Lane,
I believe that 5 (player representation) is a reasonable and accomplishable goal. The mechanism is up for grabs, but it would certainly include at least some of the following:
1. ENCOURAGE players and teams to participate. you do this by giving them 'ownership'. Let them participate first on matters that do not directly affect revenue streams. Conduct polls (it hardly matters how many legit responses you get back, anything is input).
This can include things such as 'do we need a captains meeting'? would you prefer to play all games on 1, 2, 3, 4 different fields? Is 5 minutes a long enough game time? blah, blah. The subject of the questions is not important - the opportunity to participate is.
2. Proxy representation MUST be allowed for any kind of legitimacy to be conferred on the participation. Again, we're not talking issues like - how much profit should a promoter make - we're talking about establishing a mechanism, that the teams will come to utilize, and learn to rely on as a safety valve for any grievances. If the pig screams when stuck, you know you hit a nerve. Participant representation serves as a check and balance on insuring that you are in fact providing decent customer service, and helps identify problems before they get too big.
Teams and players have learned over the years that it is POINTLESS to participate, so the first stage is in rebuilding the concept. There are plenty of things that the teams see, do and want that, if they were able to express themselves, would give them warm and fuzzy feelings. Things that are not necessarily of a financial nature that any league could easily accomodate without affecting its internal operations.
#6. I ask you, just for a moment, to forget the individuals involved and your own close involvement with a sport, and layer the current state of affairs from competition onto any other professional sport you are familiar with, and then ask yourself if you would consider it to be legit: by way of example:
The NFL no longer consists of a League Body, headed by an appointed commissioner with open-ended tenure and major safeguards against removal, balanced against 30 some odd independant team owners, an independant officiating organization and an independant players union.
Instead, the head office is run by a committee of 5 team owners, with no representation for the other team owners as well. Additionally, the officials are people selected and appointed by those same 5 team owners. The players have no representation and play strictly at the whim of their various owners. Isn't it amusing that the super-bowl is always held in one of 5 particular cities? Isn't it stange that the 5 teams owned by the 5 league owners are always the top teams in their divisions? Isn't it weird that controversial field calls always 'seem' to go the direction of those 5 teams.

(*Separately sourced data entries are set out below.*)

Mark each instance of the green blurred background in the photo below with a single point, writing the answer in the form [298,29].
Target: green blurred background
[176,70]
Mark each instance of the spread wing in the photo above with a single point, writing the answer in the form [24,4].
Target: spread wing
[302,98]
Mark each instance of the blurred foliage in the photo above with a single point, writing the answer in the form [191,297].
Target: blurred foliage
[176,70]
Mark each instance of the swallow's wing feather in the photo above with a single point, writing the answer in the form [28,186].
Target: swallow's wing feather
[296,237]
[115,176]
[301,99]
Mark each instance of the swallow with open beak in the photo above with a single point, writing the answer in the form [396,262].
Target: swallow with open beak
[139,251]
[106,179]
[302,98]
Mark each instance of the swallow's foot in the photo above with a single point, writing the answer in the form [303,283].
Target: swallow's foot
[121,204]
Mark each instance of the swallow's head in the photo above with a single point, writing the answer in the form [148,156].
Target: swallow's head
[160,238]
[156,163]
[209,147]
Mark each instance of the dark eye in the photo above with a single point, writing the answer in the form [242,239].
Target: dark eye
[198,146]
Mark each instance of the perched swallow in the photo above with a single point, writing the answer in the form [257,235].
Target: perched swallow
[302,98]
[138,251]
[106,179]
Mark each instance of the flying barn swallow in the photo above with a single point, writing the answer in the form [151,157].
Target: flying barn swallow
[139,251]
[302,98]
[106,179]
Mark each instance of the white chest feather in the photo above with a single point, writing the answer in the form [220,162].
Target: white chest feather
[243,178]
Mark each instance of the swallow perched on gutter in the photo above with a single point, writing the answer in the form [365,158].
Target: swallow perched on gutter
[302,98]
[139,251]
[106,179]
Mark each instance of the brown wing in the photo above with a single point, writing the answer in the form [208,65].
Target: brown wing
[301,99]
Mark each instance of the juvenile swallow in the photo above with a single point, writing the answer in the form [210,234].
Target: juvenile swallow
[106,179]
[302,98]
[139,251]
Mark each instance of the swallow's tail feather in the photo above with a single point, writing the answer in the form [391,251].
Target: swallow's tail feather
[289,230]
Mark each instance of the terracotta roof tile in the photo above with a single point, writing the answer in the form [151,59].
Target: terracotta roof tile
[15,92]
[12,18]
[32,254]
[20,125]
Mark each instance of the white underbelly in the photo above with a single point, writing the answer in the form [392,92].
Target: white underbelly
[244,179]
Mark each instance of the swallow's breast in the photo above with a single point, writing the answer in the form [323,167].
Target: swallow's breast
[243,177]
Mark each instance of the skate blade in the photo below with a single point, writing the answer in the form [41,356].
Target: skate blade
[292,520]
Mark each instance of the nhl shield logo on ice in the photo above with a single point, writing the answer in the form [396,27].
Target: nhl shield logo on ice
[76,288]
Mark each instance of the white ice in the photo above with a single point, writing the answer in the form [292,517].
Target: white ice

Suppose those five league owners could willy-nilly remove a franchise from one owner and sell it to some new 'friend'. How many people would be interested in owning a franchise when they would always be second-class citizens?
That's what #6 refers to.
If I were an outside concern that showed some passing interest in owning a team in such a league, I would at least initially be attracted by the demographics and the exposure - until I found out that there was a potential ceiling on what I and my organization could accomplish and that there would always be competitors that were one up on me, no matter what I did or how much money I spent, simply because they were the ones that controlled my ability to get my message out.
I agree that not all of the above is based on fact - a good percentage of it is perceptual - but lets remember Ron Simeo's perception of paintball as published a few years back in the ESPN magazine: 'silly, ridiculous, a non-starter, never going to get anywhere'. Perception counts and, so far as tournament paintball and leagues are concerned, perhaps the single biggest issue.
If you want things to be taken seriously, the league MUST be formed along a-political lines that prevent the perception of power-mongering from entering the picture. Maybe that means that certain individuals must hide their influence more effectively, or maybe it means that the structure must change (such as the team owners electing a commissioner who can only be removed by unanimous vote).
But one thing is clear; people who own teams who also own the league will forever have a cloud of suspicion hanging over them and their actions.